Moskova Anlaşmasının gereği olarak yeniden yapılan görüşmeler sonucunda, Türkiye ile Ermenistan, Azerbaycan ve Gürcistan Arasında Dostluk Antlaşması (Kars, 13 Ekim 1921) imzalanmış, Moskova Antlaşması hariç, önceki diğer antlaşmaların geçersiz olduğu bir daha tekrarlanmıştır. Kars Anlaşması da Misak-ı Millî sınırlarını onaylamakta, bu şekilde Türkiye’nin kuzey-doğu sınırı kesinleşmiş olmakta, Nahcivan’ın özel statüsü düzenlenmekte, ve anlaşma halen de yürürlükte bulunmaktadır.

Sözü geçen Kars Antlaşması’nın 15. maddesinde, “Bağıtlı Taraflardan her biri işbu anlaşmanın imzalanmasından hemen sonra, Kafkas cephesindeki savaş nedeniyle işlenen cinayet ve cürümler için öteki taraf uyrukları yararına tam bir genel af ilan etmeği yükümlenir.” hükmü yer almaktadır.

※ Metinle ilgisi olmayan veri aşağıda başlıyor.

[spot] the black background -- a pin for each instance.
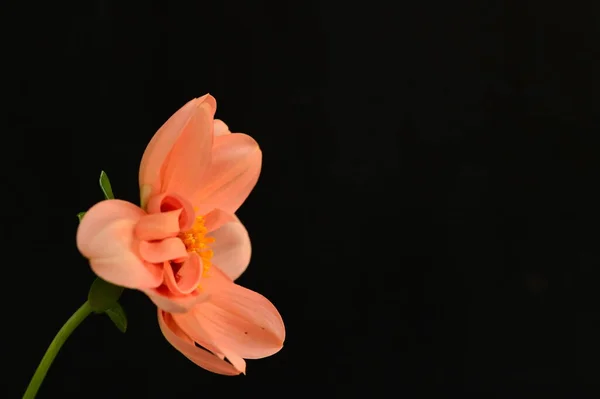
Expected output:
(426, 218)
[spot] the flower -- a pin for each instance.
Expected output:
(184, 246)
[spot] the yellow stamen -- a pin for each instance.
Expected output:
(197, 241)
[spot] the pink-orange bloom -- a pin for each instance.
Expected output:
(184, 246)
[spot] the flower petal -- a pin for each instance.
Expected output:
(232, 249)
(235, 167)
(168, 202)
(217, 218)
(220, 128)
(106, 237)
(101, 215)
(159, 148)
(184, 278)
(190, 326)
(163, 250)
(238, 320)
(185, 345)
(190, 157)
(158, 226)
(172, 303)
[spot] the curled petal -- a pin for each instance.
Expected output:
(158, 226)
(232, 249)
(186, 346)
(184, 278)
(237, 320)
(163, 251)
(233, 173)
(106, 237)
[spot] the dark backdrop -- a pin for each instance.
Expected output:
(426, 219)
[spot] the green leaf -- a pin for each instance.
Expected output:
(105, 186)
(103, 295)
(118, 316)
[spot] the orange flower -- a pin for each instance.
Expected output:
(185, 246)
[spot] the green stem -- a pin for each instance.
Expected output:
(54, 347)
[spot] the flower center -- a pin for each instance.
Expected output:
(195, 240)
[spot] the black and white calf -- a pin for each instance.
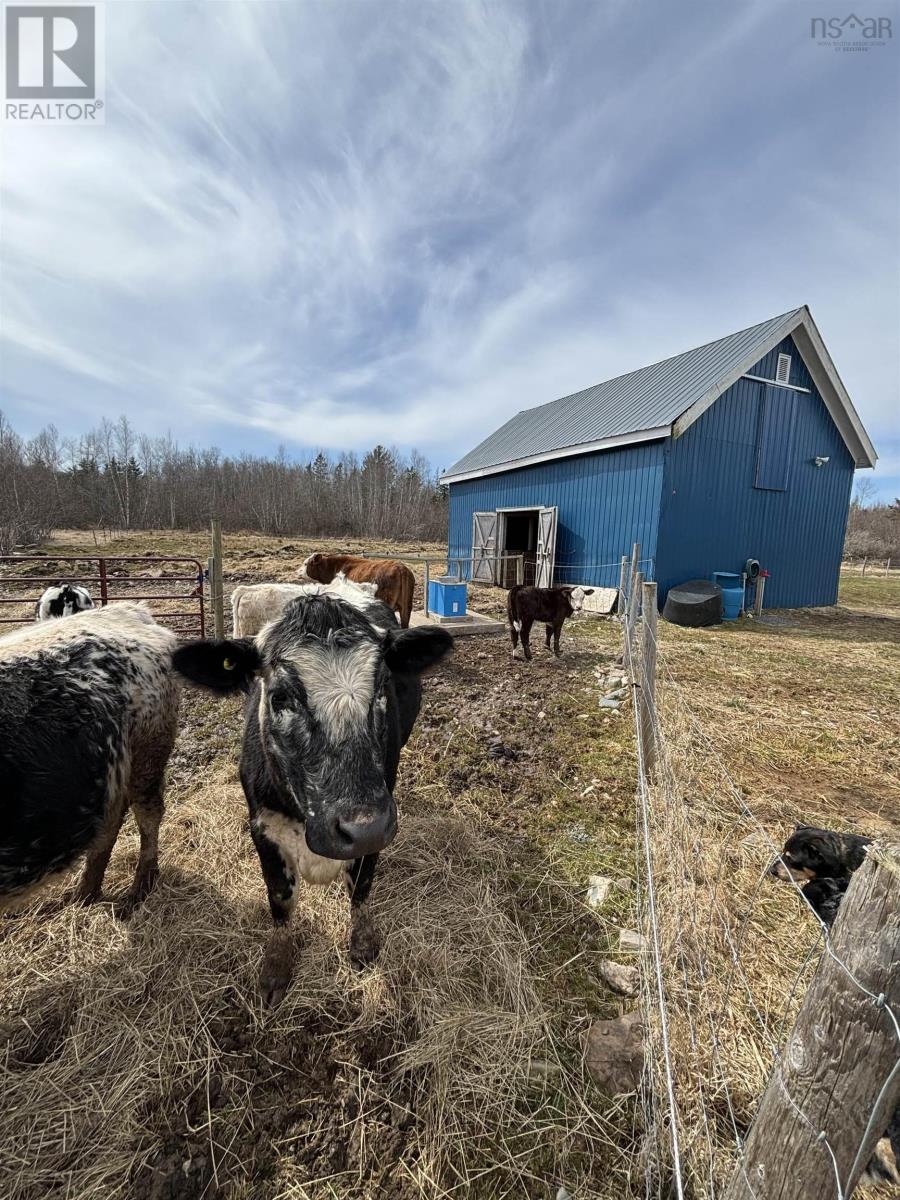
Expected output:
(63, 600)
(334, 691)
(552, 606)
(88, 719)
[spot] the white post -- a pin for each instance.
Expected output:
(760, 591)
(648, 676)
(635, 562)
(623, 581)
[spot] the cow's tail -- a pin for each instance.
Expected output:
(513, 607)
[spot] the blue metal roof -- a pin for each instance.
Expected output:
(630, 405)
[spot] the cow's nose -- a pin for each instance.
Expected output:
(366, 832)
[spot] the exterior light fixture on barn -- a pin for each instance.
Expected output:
(741, 449)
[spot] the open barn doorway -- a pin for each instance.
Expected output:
(519, 535)
(499, 538)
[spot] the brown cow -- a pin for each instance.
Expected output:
(395, 582)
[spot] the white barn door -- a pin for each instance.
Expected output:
(484, 547)
(546, 547)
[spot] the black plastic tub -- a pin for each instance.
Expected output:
(695, 604)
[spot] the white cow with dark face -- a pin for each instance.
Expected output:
(334, 691)
(63, 600)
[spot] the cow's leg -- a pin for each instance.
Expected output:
(365, 942)
(526, 631)
(557, 631)
(145, 796)
(148, 815)
(281, 886)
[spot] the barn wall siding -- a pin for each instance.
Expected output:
(606, 502)
(713, 517)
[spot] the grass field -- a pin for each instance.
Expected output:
(139, 1063)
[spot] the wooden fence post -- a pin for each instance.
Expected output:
(648, 676)
(623, 580)
(839, 1066)
(215, 581)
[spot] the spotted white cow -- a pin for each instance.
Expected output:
(88, 719)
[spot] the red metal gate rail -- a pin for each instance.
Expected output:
(184, 619)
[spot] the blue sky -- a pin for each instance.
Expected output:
(331, 225)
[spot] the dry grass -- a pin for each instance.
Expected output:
(792, 719)
(142, 1063)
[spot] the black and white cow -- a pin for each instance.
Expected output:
(88, 719)
(525, 606)
(63, 600)
(334, 691)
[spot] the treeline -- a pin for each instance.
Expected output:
(873, 528)
(114, 478)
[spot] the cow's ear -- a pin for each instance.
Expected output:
(221, 666)
(414, 651)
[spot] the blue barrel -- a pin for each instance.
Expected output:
(732, 593)
(447, 597)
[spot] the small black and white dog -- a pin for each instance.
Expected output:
(825, 897)
(823, 861)
(63, 600)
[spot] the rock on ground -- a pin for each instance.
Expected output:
(613, 1054)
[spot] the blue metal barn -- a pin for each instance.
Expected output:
(743, 448)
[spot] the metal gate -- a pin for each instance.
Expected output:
(177, 599)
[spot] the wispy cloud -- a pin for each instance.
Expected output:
(327, 225)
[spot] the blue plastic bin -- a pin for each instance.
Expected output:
(732, 593)
(447, 597)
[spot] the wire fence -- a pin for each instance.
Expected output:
(731, 957)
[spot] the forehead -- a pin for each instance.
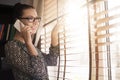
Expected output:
(29, 12)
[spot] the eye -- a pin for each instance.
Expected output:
(31, 19)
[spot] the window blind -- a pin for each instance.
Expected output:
(73, 62)
(104, 28)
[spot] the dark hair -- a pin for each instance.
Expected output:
(18, 9)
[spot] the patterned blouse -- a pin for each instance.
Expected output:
(26, 66)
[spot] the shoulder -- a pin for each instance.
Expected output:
(12, 44)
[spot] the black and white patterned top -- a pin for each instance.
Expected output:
(26, 66)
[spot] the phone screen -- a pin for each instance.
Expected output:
(18, 24)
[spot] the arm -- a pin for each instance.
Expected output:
(51, 58)
(16, 58)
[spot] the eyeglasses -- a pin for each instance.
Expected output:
(31, 19)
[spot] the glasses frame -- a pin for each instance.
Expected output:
(31, 19)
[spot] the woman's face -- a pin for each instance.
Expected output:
(30, 18)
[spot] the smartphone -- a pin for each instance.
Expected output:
(18, 24)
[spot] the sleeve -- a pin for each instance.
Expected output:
(16, 60)
(51, 58)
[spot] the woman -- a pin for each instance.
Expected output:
(26, 61)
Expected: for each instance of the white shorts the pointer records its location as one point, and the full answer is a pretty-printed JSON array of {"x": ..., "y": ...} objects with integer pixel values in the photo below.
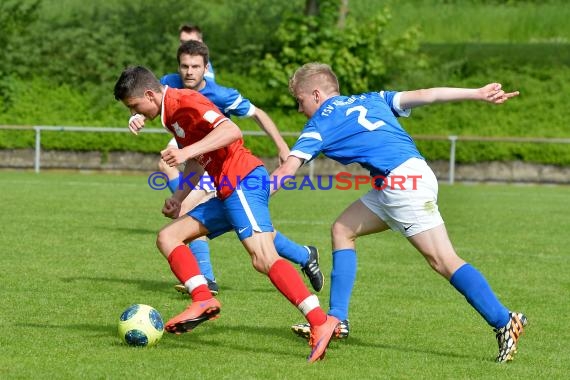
[{"x": 408, "y": 200}]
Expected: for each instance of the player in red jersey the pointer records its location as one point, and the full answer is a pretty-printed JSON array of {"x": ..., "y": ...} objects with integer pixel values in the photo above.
[{"x": 214, "y": 143}]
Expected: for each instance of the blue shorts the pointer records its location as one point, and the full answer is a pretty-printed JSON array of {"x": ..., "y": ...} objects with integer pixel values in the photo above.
[{"x": 244, "y": 211}]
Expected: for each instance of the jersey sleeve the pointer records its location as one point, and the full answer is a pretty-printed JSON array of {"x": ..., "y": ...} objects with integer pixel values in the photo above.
[
  {"x": 308, "y": 145},
  {"x": 392, "y": 98}
]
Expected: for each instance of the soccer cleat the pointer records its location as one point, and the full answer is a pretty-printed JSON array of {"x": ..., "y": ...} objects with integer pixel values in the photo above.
[
  {"x": 312, "y": 270},
  {"x": 212, "y": 285},
  {"x": 321, "y": 337},
  {"x": 508, "y": 335},
  {"x": 304, "y": 330},
  {"x": 196, "y": 313}
]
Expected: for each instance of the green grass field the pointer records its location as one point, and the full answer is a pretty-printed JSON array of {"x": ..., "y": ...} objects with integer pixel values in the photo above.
[{"x": 77, "y": 249}]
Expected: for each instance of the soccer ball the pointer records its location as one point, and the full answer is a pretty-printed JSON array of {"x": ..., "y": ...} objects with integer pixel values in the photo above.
[{"x": 140, "y": 325}]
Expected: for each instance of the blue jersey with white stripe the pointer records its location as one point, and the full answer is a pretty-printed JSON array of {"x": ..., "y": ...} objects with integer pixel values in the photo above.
[
  {"x": 359, "y": 129},
  {"x": 228, "y": 100}
]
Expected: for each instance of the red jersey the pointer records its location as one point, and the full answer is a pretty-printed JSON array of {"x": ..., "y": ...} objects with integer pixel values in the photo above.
[{"x": 190, "y": 116}]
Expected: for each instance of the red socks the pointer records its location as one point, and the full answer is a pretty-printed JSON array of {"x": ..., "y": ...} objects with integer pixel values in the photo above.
[{"x": 186, "y": 269}]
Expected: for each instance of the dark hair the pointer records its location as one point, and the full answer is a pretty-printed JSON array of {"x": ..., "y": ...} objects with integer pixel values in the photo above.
[
  {"x": 134, "y": 81},
  {"x": 190, "y": 28},
  {"x": 193, "y": 47}
]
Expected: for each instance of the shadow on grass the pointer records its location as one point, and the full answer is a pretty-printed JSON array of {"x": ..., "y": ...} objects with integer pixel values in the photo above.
[
  {"x": 129, "y": 230},
  {"x": 147, "y": 285}
]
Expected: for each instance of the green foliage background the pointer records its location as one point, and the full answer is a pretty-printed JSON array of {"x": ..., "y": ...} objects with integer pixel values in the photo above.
[{"x": 61, "y": 58}]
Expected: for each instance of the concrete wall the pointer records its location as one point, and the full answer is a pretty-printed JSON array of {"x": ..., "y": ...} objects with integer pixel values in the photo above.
[{"x": 514, "y": 171}]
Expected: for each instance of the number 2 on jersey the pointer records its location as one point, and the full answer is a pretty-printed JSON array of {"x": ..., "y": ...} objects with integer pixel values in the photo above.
[{"x": 362, "y": 120}]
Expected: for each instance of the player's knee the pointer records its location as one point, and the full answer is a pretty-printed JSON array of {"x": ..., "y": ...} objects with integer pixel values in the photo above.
[
  {"x": 262, "y": 263},
  {"x": 340, "y": 231},
  {"x": 162, "y": 241},
  {"x": 162, "y": 166}
]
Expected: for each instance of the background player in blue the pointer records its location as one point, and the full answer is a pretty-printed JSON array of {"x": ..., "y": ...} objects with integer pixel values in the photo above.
[
  {"x": 192, "y": 58},
  {"x": 363, "y": 129},
  {"x": 190, "y": 32}
]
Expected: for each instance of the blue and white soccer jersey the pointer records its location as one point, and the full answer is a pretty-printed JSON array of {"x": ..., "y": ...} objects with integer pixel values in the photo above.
[
  {"x": 245, "y": 211},
  {"x": 228, "y": 100},
  {"x": 363, "y": 129}
]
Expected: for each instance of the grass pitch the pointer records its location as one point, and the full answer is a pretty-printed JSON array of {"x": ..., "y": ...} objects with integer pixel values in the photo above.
[{"x": 77, "y": 249}]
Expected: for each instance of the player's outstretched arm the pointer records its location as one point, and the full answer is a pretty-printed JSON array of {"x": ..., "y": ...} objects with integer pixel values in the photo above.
[
  {"x": 269, "y": 127},
  {"x": 491, "y": 93}
]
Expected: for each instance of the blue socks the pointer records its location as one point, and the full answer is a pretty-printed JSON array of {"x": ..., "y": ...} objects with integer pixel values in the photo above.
[
  {"x": 290, "y": 250},
  {"x": 201, "y": 251},
  {"x": 342, "y": 280},
  {"x": 469, "y": 282}
]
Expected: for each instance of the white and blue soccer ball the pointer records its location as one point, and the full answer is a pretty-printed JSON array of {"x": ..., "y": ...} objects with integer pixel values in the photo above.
[{"x": 141, "y": 325}]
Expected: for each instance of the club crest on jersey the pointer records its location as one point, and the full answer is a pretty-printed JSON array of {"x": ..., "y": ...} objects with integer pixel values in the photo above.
[{"x": 179, "y": 131}]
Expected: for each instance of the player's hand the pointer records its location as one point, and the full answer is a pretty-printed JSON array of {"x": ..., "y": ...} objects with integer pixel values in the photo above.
[
  {"x": 493, "y": 93},
  {"x": 174, "y": 156},
  {"x": 136, "y": 123},
  {"x": 171, "y": 208}
]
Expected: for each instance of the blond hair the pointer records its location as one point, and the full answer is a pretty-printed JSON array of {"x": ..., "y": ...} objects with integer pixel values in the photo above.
[{"x": 314, "y": 74}]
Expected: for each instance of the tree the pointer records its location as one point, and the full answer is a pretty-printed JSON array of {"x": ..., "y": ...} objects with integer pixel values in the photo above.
[{"x": 362, "y": 54}]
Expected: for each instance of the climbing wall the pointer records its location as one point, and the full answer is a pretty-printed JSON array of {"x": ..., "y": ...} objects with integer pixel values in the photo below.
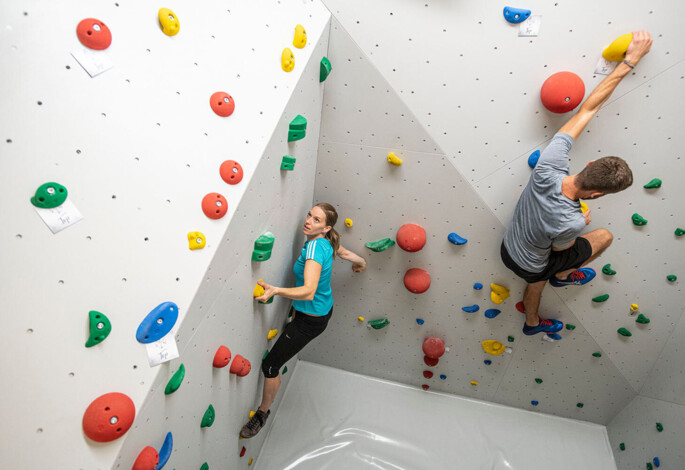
[{"x": 138, "y": 147}]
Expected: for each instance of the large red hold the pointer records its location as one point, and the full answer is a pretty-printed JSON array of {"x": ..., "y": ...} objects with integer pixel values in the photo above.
[
  {"x": 417, "y": 280},
  {"x": 433, "y": 347},
  {"x": 411, "y": 237}
]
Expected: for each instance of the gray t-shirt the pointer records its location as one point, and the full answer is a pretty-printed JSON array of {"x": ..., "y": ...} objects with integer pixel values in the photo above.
[{"x": 543, "y": 216}]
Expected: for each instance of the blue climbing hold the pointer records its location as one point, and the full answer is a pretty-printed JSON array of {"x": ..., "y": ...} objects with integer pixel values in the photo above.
[
  {"x": 516, "y": 15},
  {"x": 157, "y": 323},
  {"x": 533, "y": 159},
  {"x": 456, "y": 239},
  {"x": 165, "y": 451},
  {"x": 492, "y": 312}
]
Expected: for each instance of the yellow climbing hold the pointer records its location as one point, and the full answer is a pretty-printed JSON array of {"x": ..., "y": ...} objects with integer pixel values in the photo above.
[
  {"x": 499, "y": 293},
  {"x": 196, "y": 240},
  {"x": 300, "y": 37},
  {"x": 287, "y": 60},
  {"x": 394, "y": 159},
  {"x": 616, "y": 51},
  {"x": 493, "y": 347}
]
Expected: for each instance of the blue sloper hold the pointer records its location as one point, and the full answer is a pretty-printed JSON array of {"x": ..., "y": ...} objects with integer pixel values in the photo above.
[
  {"x": 516, "y": 15},
  {"x": 157, "y": 323},
  {"x": 165, "y": 451},
  {"x": 492, "y": 312},
  {"x": 533, "y": 159},
  {"x": 456, "y": 239}
]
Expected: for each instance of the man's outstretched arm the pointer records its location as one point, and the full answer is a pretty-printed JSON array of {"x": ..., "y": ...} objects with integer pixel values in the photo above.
[{"x": 639, "y": 46}]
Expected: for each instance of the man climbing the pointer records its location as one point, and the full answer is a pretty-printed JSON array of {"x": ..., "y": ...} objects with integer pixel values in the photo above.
[{"x": 541, "y": 243}]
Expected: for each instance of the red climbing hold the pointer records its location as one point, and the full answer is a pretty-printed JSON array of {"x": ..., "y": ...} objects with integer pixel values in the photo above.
[
  {"x": 240, "y": 366},
  {"x": 94, "y": 34},
  {"x": 562, "y": 92},
  {"x": 431, "y": 361},
  {"x": 108, "y": 417},
  {"x": 222, "y": 103},
  {"x": 147, "y": 459},
  {"x": 222, "y": 357},
  {"x": 231, "y": 172},
  {"x": 417, "y": 280},
  {"x": 214, "y": 205},
  {"x": 433, "y": 347},
  {"x": 411, "y": 237}
]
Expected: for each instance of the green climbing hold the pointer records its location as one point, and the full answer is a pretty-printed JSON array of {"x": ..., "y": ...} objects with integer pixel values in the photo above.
[
  {"x": 100, "y": 327},
  {"x": 655, "y": 183},
  {"x": 325, "y": 69},
  {"x": 624, "y": 332},
  {"x": 49, "y": 196},
  {"x": 606, "y": 269},
  {"x": 380, "y": 245},
  {"x": 175, "y": 381},
  {"x": 208, "y": 418},
  {"x": 378, "y": 324},
  {"x": 263, "y": 246},
  {"x": 288, "y": 163},
  {"x": 639, "y": 220}
]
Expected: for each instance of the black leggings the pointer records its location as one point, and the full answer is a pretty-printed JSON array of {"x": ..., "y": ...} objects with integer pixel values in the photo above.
[{"x": 294, "y": 337}]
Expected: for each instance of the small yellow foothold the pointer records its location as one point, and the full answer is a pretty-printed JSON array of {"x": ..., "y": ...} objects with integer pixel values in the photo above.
[
  {"x": 287, "y": 60},
  {"x": 616, "y": 51},
  {"x": 169, "y": 22},
  {"x": 300, "y": 37},
  {"x": 499, "y": 293},
  {"x": 493, "y": 347},
  {"x": 394, "y": 159},
  {"x": 259, "y": 290},
  {"x": 196, "y": 240}
]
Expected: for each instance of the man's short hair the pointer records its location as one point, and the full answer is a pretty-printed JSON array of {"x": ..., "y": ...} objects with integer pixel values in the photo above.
[{"x": 607, "y": 174}]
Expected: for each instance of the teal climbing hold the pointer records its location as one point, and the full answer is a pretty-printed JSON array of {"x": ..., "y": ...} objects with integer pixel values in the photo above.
[
  {"x": 100, "y": 327},
  {"x": 175, "y": 381},
  {"x": 49, "y": 196}
]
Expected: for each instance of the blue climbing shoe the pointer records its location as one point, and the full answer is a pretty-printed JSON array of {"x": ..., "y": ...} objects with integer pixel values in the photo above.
[
  {"x": 546, "y": 325},
  {"x": 576, "y": 278}
]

Trajik olayların bir kısmı da, güney bölgelerinde ve Fransa ile işbirliği içinde hareket eden silahlı Ermeni gruplarının Müslüman halka yönelik katliamları nedeniyle ortaya çıkmıştır. Bu konuda Türkiye ve Fransa arasında Ankara’da, 20 Ekim 1921 tarihinde imzalanan anlaşmanın 5. maddesine göre de, “Bağıtlı Taraflar boşaltılacak topraklarda, bu toprakları işgal eder etmez, bir genel af ilan edeceklerdir.” Bu anlaşma keza, halen yürürlüktedir.

Lozan Barış Antlaşması

Son olarak, Lozan Barış Antlaşması’na (Lozan, 24 Temmuz 1923) değinmek gerekir. Bir bütün olarak bu antlaşmanın temel amacı, 1914 yılından beri Doğu’nun dirliğini bozan savaş durumuna, kesinlikle son vermektir. Temel ilkeler, Devletlerin bağımsızlık ve egemenliğine saygıdır. Lozan Antlaşmasının 58. maddesine göre, (Yunanistan dışındaki) Bağıtlı Devletler, gerek Türkiye ile bu Devletlerin, gerek, (tüzel kişiler dahil) onların uyruklarının, 1 Ağustos 1914 ve (anlaşmanın yürürlüğe girdiği) 6 Haziran 1924 tarihi arasındaki süre içinde, gerek savaş eylemleri, gerek elkoyma, müsadere veya kullanım önlemleri yüzünden doğan, kayıp, zarar ve ziyanlar nedeniyle her türlü tazminat taleplerinden, karşılıklı olarak vazgeçmişlerdir. 74. maddede, ekonomik hükümler bağlamında, sigorta sözleşmeleri ve buna ilişkin zamanaşımı konularında, özel hükümler öngörülmüştür. Özetle, bir sigortacı ile sonradan düşman olmuş bir kişi arasında yapılmış olan yaşam sigorta sözleşmeleri, savaş durumunun başlaması ya da o kişinin düşman olması nedeniyle, ortadan kalkmış sayılmayacaktır. Anlaşmanın yapıldığı tarihte bir Müttefik Devlet uyruğu olan Ortaklıklar ile Türkiye uyrukları arasında yapılmış olan yaşam sigortası sözleşmeleri hakkında da özel hükümler vardır. Ancak bu hükümler, Türkiye Cumhuriyeti’nin, taraflar arasındaki özel hukuk ilişkisinden kaynaklanan sorumluluğu üstlenmesi anlamına gelmemektedir. Sadece, taraflar arasındaki sözleşmelerin geçerliliği doğrulanmış olmaktadır.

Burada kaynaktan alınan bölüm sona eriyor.